Use small c-bet sizes on coordinated broadway boards to keep dominated hands in and protect your range.

Flop Analysis

While we have an overpair and an open-ended straight draw, this board is much better for the caller's range than ours. A small sizing is required to maintain our range advantage. **Sizing:** We bet 35BB, but the solver prefers a small 15BB (25% pot) block. Our large sizing isolates us against the top of BU's range (straights and two-pairs) while forcing out hands we dominate like TT or weaker AK combos. **Board:** This texture is highly coordinated. While we hold AA, BU has all the T9s, KQ, and QJ that flat a 4-bet. By betting small, we allow ourselves to continue on more turns and keep BU's bluffs in the pot. **Math:** We have ~66% equity against BU's continuing range, but that equity is fragile. A small bet realizes our equity more effectively while keeping the pot manageable if we face resistance. --- > **Takeaway:** On broadway-heavy boards in 4-bet pots, use small c-bet sizes (20-30% pot) to protect your range and keep dominated hands calling.
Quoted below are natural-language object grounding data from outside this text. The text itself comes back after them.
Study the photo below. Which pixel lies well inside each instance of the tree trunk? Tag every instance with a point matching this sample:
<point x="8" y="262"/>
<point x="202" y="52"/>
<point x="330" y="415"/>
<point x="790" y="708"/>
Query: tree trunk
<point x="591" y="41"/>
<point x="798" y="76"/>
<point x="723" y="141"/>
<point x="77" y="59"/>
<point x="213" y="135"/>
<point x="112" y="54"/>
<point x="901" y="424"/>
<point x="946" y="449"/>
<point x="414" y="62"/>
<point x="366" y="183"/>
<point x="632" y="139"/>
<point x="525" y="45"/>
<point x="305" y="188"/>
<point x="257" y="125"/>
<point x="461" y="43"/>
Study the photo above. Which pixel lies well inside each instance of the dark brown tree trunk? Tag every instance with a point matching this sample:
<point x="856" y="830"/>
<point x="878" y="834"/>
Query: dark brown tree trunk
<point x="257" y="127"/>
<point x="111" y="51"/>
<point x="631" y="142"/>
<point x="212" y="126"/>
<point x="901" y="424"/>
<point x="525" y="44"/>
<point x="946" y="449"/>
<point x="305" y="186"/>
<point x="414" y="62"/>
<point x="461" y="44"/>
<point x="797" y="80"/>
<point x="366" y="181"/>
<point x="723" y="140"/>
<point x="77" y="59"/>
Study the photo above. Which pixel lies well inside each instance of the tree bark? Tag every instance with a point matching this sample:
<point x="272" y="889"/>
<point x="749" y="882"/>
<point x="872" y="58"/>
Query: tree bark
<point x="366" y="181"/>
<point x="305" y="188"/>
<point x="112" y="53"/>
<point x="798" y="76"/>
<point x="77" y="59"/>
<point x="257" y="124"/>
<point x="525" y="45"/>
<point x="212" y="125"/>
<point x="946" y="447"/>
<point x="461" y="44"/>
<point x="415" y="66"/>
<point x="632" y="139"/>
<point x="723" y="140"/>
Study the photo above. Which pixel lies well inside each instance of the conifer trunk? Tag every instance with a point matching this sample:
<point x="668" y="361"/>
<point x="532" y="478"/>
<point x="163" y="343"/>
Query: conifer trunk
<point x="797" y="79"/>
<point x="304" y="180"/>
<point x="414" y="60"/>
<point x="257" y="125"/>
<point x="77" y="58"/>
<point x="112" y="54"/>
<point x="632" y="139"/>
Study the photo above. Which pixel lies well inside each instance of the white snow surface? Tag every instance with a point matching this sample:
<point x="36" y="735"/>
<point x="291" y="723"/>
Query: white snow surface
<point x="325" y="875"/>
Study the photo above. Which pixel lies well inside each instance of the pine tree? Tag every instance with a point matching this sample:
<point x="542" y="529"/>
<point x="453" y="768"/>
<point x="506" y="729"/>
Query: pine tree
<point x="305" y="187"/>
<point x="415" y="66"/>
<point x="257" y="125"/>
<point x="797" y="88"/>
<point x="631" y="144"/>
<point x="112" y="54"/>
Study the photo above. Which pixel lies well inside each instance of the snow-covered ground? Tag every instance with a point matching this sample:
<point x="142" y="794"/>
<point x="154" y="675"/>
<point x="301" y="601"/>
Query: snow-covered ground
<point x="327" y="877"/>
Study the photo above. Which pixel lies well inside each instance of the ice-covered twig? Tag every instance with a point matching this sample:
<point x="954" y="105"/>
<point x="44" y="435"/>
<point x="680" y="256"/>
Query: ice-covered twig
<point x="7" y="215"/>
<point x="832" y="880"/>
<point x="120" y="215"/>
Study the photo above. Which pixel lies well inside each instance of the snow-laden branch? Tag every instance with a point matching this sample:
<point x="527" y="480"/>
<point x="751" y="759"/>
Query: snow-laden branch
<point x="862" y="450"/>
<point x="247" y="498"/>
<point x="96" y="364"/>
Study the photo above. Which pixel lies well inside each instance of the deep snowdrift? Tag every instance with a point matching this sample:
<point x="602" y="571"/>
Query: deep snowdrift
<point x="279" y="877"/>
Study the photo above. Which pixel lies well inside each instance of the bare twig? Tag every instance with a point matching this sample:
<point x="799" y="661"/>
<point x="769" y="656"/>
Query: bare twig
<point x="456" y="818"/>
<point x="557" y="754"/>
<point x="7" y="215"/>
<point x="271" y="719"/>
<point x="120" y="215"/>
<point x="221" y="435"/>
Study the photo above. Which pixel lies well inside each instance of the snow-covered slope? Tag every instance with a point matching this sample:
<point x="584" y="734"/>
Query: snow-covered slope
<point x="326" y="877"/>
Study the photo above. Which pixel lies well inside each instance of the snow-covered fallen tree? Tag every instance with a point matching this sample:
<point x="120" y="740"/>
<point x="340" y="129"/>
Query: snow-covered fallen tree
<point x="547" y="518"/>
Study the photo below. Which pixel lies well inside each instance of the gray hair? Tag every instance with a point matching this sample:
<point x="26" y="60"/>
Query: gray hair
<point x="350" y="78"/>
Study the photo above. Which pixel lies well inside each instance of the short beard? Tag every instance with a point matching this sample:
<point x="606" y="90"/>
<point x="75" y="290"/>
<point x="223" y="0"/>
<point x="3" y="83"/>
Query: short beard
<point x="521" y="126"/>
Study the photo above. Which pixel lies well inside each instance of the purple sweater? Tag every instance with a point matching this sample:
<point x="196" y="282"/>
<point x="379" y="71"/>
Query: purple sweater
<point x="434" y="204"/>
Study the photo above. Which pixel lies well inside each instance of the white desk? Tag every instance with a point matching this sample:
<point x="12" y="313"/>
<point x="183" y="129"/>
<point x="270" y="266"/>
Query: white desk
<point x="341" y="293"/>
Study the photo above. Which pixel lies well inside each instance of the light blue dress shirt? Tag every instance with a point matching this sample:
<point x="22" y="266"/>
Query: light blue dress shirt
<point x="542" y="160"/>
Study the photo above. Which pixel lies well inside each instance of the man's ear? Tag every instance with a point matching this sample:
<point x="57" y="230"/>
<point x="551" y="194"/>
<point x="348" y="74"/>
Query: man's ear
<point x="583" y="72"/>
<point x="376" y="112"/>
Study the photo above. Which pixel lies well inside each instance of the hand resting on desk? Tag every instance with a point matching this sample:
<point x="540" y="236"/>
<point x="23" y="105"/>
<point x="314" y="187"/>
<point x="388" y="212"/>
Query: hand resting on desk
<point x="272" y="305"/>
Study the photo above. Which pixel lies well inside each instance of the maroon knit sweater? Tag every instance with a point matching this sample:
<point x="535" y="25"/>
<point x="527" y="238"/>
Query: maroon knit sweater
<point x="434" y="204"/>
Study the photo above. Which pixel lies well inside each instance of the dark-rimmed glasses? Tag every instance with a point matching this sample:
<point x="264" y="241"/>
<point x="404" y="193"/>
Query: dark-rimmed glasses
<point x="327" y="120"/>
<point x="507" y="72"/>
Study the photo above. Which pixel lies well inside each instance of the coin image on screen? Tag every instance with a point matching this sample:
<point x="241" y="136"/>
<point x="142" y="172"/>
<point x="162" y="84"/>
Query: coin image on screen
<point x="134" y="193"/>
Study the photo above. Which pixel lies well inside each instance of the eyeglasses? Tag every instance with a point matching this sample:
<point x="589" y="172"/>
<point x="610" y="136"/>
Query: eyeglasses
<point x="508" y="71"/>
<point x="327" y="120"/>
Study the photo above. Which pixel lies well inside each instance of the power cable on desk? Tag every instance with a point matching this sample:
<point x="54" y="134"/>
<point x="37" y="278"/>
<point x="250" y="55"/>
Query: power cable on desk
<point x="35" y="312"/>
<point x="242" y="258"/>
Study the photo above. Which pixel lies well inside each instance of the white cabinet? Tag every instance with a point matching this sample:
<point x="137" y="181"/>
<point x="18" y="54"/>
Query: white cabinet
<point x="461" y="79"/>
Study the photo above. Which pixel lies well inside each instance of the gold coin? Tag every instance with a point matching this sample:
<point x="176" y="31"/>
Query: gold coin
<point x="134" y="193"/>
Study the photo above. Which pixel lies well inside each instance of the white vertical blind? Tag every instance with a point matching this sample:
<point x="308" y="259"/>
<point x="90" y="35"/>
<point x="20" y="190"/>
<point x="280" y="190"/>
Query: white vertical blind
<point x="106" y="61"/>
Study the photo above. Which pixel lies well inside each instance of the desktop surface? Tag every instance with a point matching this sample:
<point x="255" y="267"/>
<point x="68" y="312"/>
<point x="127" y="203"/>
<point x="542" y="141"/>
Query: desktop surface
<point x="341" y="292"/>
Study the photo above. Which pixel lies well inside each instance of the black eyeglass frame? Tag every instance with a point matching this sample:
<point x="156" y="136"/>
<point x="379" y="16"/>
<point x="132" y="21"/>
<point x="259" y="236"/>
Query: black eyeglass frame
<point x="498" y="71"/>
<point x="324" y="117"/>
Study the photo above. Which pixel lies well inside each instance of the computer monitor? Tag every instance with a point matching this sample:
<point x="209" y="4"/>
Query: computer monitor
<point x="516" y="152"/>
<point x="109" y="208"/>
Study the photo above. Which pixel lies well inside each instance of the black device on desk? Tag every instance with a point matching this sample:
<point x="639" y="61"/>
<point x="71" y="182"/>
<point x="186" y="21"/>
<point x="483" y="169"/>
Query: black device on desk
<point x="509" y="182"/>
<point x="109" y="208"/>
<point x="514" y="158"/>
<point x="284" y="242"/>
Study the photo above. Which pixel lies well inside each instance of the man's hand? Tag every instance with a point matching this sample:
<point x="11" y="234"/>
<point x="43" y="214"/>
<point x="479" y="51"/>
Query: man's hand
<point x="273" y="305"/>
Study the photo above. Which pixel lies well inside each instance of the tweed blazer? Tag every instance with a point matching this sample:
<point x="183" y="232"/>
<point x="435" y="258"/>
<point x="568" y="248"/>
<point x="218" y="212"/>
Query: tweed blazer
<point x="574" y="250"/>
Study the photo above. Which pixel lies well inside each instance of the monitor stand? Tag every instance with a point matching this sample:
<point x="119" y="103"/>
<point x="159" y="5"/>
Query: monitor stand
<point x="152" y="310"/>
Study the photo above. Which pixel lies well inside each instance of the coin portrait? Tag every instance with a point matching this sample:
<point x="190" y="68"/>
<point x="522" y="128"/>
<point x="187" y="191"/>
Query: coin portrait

Note: Sizing is too large; a small 25% pot bet is preferred to keep BU's range wide on a board that hits their calling range hard.

Flop Analysis

Once BU jams, we are mathematically committed. We have an overpair and 8 clean outs to the nuts, plus any Ace might be good. **Math:** We need roughly 21% equity to call the jam. Even against a made straight like T9s, we have ~25% equity. Against two-pair hands like KQ or KJ, we are essentially flipping or slightly ahead. **Ranges:** BU can take this line with combo draws like AdTd or even overplayed AK/Kx hands. Given the SPR is below 2, we cannot fold a hand with this much raw equity and nut potential. --- > **Takeaway:** In low SPR situations, an overpair with a strong draw is a mandatory stack-off, regardless of how 'wet' the board feels.